# How do you find the Vertical, Horizontal, and Oblique Asymptote given (8x-48)/(x^2-13x+42)?

Nov 4, 2016

An horizontal asimptote in $y = 0$ and a vertical one at $x = 7 x$

#### Explanation:

The function can be factorized at the numerator and denominator so that it becomes $f \left(x\right) = 8 \frac{x - 6}{\left(x - 6\right) \left(x - 7\right)} =$ that under the existence condition excludind $x = 6$ and $x = 7$ can be rewritten

$f \left(x\right) = \frac{8}{x - 7}$. This function has got a vertical asymptote in $x = 7$ and an horizontal one at $y = 0$ graph{8/(x-7) [-11.67, 28.33, -9.68, 10.32]}

Nov 5, 2016

vertical asymptote at x = 7
horizontal asymptote at y = 0

#### Explanation:

The denominator of the function cannot be zero as this would make the function undefined. Equating the denominator to zero and solving gives the value that x cannot be and if the numerator is non-zero for this value then it is a vertical asymptote.

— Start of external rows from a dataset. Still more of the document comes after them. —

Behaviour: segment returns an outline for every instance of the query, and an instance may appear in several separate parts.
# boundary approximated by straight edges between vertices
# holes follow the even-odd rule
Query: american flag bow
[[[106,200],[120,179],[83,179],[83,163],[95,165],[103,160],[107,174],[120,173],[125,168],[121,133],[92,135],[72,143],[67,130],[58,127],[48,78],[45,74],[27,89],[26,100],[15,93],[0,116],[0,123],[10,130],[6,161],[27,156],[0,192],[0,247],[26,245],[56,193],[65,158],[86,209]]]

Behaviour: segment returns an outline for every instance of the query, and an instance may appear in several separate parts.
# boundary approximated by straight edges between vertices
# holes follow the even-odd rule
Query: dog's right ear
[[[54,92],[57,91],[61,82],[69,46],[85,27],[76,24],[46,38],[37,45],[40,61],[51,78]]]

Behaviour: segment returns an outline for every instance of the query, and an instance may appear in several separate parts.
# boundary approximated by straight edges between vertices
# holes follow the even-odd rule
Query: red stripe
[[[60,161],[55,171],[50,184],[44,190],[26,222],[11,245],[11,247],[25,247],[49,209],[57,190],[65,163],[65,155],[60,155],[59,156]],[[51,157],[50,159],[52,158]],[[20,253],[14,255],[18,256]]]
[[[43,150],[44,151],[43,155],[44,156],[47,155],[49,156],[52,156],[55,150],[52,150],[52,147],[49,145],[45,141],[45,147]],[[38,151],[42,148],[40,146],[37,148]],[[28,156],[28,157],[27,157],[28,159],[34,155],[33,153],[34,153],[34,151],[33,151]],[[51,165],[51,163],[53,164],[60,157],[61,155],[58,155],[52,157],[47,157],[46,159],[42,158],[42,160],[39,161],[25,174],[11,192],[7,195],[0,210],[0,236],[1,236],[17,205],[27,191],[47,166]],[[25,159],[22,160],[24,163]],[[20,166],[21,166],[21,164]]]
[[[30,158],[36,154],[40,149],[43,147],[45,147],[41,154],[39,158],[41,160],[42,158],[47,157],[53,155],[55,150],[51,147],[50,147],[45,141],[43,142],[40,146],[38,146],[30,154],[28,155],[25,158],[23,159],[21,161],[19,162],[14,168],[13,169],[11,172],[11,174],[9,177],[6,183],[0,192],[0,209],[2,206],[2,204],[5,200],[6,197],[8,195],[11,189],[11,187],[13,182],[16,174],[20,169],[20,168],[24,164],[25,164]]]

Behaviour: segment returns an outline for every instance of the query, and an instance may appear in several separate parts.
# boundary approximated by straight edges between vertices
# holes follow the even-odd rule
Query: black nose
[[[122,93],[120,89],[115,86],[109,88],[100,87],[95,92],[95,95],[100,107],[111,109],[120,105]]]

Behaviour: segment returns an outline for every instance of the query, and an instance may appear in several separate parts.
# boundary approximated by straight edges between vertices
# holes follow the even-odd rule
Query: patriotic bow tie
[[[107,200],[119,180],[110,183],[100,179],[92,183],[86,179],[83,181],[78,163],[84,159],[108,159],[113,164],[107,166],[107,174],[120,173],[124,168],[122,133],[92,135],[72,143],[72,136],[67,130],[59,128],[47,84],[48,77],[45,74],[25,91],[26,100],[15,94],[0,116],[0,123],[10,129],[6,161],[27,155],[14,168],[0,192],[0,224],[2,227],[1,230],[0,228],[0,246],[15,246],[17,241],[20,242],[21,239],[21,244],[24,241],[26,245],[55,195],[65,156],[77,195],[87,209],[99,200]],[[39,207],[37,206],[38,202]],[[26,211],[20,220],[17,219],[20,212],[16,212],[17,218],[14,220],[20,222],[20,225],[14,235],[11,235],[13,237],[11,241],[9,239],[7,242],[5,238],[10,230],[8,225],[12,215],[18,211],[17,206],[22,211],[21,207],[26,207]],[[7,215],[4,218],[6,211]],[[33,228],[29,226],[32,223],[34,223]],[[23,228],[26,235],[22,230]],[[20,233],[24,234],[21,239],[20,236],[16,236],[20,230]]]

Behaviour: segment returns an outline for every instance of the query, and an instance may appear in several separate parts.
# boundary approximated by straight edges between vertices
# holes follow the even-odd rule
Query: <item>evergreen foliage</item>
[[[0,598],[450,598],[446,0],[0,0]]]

$\frac{8 x - 48}{{x}^{2} - 13 x + 42} = \frac{8 \cancel{\left(x - 6\right)}}{\cancel{\left(x - 6\right)} \left(x - 7\right)} = \frac{8}{x - 7}$

There is an excluded value at x = 6.

solve: $x - 7 = 0 \Rightarrow x = 7 \text{ is the asymptote}$

Horizontal asymptotes occur as

${\lim}_{x \to \pm \infty} , f \left(x\right) \to c \text{ ( a constant)}$

divide terms on numerator/denominator by x.

$f \left(x\right) = \frac{\frac{8}{x}}{\frac{x}{x} - \frac{7}{x}} = \frac{\frac{8}{x}}{1 - \frac{7}{x}}$

as $x \to \pm \infty , f \left(x\right) \to \frac{0}{1 - 0}$

$\Rightarrow y = 0 \text{ is the asymptote}$

Oblique asymptotes occur when the degree of the numerator > degree of the denominator. This is not the case here hence there are no oblique asymptotes.
graph{(8)/(x-7) [-20, 20, -10, 10]}